ACS Accuses NCBI s PubChem of Copying Its CAS Registry; Is Compromise Possible?


In a move that has taken NIH officials by surprise, the American Chemical Society is enlisting several political allies to pressure NCBI into scaling back its new PubChem small-molecule database, claiming that it duplicates ACS' subscription-based Chemical Abstracts Service.

In March, Ohio Governor Bob Taft and the state's congressional representatives drafted a letter to US Health and Human Services Secretary Michael Leavitt arguing that PubChem presents unfair competition for CAS that could lead to a loss of jobs in the state. CAS, a nonprofit, employs 1,200 people in Ohio.

Talks between the ACS and NIH are still ongoing, but the parties have yet to reach an agreement. Some observers believe that ACS is pushing to shut down the database altogether through its lobbying efforts or a lawsuit.

Michael Dennis, vice president of planning and development for CAS, told BioInform that the NIH has gone "way beyond [its] stated purpose" with the launch of PubChem, which came online in October. This purpose, Dennis said, was to provide a repository for small molecules and bioassay information generated under the Molecular Libraries Screening Center Network, an NIH Roadmap initiative.

"The problem for us is that they're not focusing on that," Dennis said. "Instead, they are adding small molecules to the PubChem database from anyplace that they can get them from, and in any category. … The categories are not just small molecules with drug-like qualities. Instead there are small molecules in there from categories like explosives, which probably aren't going to cure any diseases. Or categories like plastics, polymers, or industrial chemicals, like acetylene, and textile dyes — not drug-like small molecules."

Dennis said that ACS views the NIH Roadmap as "a wonderful initiative," and "we're not asking that they take PubChem down or kill PubChem." However, he said the database was not what ACS had expected. "If you were to look at a PubChem record and a CAS Registry record, you would see that if you put the two side by side, both in form and in substance, it's all the same information."

Christopher Austin, senior advisor for translational research at NHGRI and a principal leader for the Molecular Libraries implementation group, told BioInform that he and other NIH officials were "flabbergasted" by ACS' claims. "Both the topic and the ferocity with which that has happened has taken us by surprise," he said.

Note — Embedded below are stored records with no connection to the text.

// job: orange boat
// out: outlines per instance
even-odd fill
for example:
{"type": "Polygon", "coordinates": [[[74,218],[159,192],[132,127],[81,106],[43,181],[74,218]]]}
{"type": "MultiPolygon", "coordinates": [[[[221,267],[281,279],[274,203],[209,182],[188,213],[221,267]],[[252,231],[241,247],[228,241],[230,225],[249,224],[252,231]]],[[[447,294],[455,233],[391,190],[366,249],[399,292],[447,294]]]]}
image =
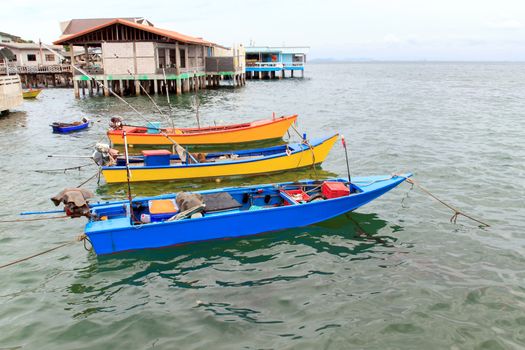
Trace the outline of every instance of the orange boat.
{"type": "Polygon", "coordinates": [[[219,145],[280,139],[297,115],[257,120],[250,123],[202,128],[159,128],[158,126],[118,126],[108,131],[113,145],[124,144],[123,131],[129,145],[219,145]],[[170,139],[169,139],[169,138],[170,139]]]}

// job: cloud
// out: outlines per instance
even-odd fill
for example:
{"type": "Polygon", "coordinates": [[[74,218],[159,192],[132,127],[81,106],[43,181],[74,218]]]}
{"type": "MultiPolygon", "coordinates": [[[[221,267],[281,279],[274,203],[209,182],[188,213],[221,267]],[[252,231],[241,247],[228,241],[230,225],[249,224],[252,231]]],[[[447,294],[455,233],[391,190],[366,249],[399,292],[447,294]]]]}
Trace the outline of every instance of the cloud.
{"type": "Polygon", "coordinates": [[[383,42],[385,44],[388,44],[388,45],[399,45],[399,44],[403,43],[403,40],[401,40],[401,38],[398,37],[397,35],[387,34],[383,38],[383,42]]]}
{"type": "Polygon", "coordinates": [[[488,27],[492,29],[521,29],[523,24],[517,19],[502,19],[497,21],[492,21],[488,23],[488,27]]]}

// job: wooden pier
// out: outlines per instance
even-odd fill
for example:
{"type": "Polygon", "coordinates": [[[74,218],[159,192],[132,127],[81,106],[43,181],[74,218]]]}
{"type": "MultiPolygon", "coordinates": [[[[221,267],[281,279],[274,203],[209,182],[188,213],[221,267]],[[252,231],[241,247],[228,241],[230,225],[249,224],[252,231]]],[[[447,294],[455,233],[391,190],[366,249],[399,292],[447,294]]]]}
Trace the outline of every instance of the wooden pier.
{"type": "Polygon", "coordinates": [[[0,75],[0,114],[22,104],[22,86],[18,75],[0,75]]]}
{"type": "MultiPolygon", "coordinates": [[[[81,21],[81,20],[78,20],[81,21]]],[[[242,46],[226,48],[202,38],[137,23],[108,19],[80,32],[63,36],[56,45],[81,46],[78,60],[70,55],[75,97],[181,94],[209,87],[243,86],[246,81],[242,46]],[[100,88],[99,83],[106,88],[100,88]]]]}

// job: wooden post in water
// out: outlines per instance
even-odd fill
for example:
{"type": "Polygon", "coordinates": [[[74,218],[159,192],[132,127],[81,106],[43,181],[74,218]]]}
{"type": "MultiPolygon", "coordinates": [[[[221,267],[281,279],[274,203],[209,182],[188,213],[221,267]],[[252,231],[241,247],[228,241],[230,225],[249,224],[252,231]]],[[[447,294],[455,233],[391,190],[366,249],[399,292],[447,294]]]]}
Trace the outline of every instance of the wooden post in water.
{"type": "Polygon", "coordinates": [[[140,80],[135,79],[135,96],[140,96],[140,80]]]}
{"type": "Polygon", "coordinates": [[[104,96],[109,97],[109,85],[107,76],[104,76],[104,96]]]}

"ACS wants us to strictly limit the information in PubChem to only that information that comes out of the molecular library screening centers, and not allow data from any other source to be present in the database," he said. "The problem with that is that it would downgrade the value of the database to the community."

Austin noted that all of the 850,000 compounds currently in PubChem have come from publicly available databases — most of them NIH-funded resources — in an effort to populate it with some chemical information before the first data from the screening centers comes online later this year. "All the compounds that are in PubChem have been in the public domain for years and years," he said.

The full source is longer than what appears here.